Williams notes that utilities that are installing fiber networks to the home will likely have the required speed and response time for that type of automation. However, if a power line carrier or an RF solution is utilized, the speed and throughput will be too slow.
“I think that in the future, AMI can still provide some kind of enhancement of SCADA, where you reach beyond the fence, so to speak, of SCADA opportunities,” Williams said. For example, he envisions an AMI vendor developing a “black box” that can be hung on a pole out in the field and used perhaps to communicate to a smart switch like a Goab or a motor-operated disconnect.
“Rather than putting in a remote terminal unit (RTU) that is connected directly to my SCADA, which is a very expensive alternative, maybe I can use my AMI system to communicate to it. But obviously there needs to be an interface,” he said. “This is the type of thing I see happening in the future. It’s not there yet, or at least I haven’t seen it yet. But I see some of those very low-level functions where there is not a lot of control or data being transported that could be done by using AMI.”
Speed not critical
In a substation environment, AEC and other utilities bring back hundreds of data points to its main system—everything from amps and volts to varied control information. The bulk of that information needs to be timely, essentially delivered in real time, whereas applications originating in the field may transport minimal data, such as one or two voltage levels, a single amp reading or control point.

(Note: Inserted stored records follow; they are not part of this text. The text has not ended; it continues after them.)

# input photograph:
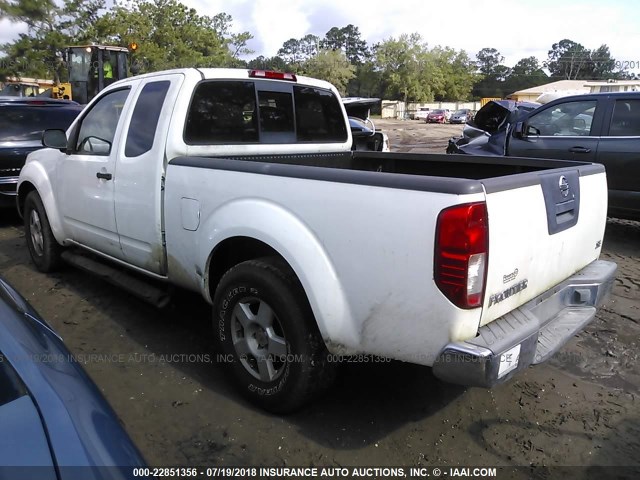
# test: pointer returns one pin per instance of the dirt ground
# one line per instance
(580, 408)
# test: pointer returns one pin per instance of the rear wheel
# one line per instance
(44, 249)
(264, 325)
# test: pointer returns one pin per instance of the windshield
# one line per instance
(79, 64)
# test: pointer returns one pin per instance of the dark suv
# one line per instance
(22, 121)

“The amount of information is dramatically decreased so the speed by which that has to be responded to is not as critical by virtue of the fact that there are not as many bits of information,” Williams said. “That’s where I see AMI crossing over into the SCADA world. AMI will never replace it, but I feel that it can enhance it or broaden it.
“SCADA is changing. Early on, you used to hardwire contacts for status and hardwire into transducers to get analog values. All that has changed and it’s now all digital information coming out of a smart relay.”
Williams said that SCADA’s future will also be impacted by how AMI relates to distributed automation. “When I want to truly automate my distribution system and I’ve got multiple motor-operated disconnects and devices out there for automatic sectionalizing and fault isolation, how will I communicate that back to my headquarters? Well, I can use my SCADA system, which means I’ve got to use RTUs and radios, or can I do it using my AMI system, which is actually another communications system? I’m sure there are utilities out there dealing with this, and it’s something we’ll be looking into in the future,” he said.
Key in integrating renewables
Williams also sees SCADA technology playing a key role when it comes to integrating renewables into the grid as alternative energy from wind, solar and other sources continues to grow.
“This will be another opportunity to use SCADA for monitoring those types of installations,” he said, noting that a 2-megawatt methane gas landfill generation project is in the works in Tennessee. “If it happens, we’ll want to connect its ‘brain’ to our SCADA system because I want to know how much energy it is generating and what it is pushing back into my distribution system. That needs to be real-time data. I could not depend on my AMI to give me real-time information because it’s just not designed for that. We pull our AMI meters once an hour and our SCADA system is updated about every 10 seconds. Those amp readings are changing instantaneously.”
So too, it seems, are the use cases for SCADA.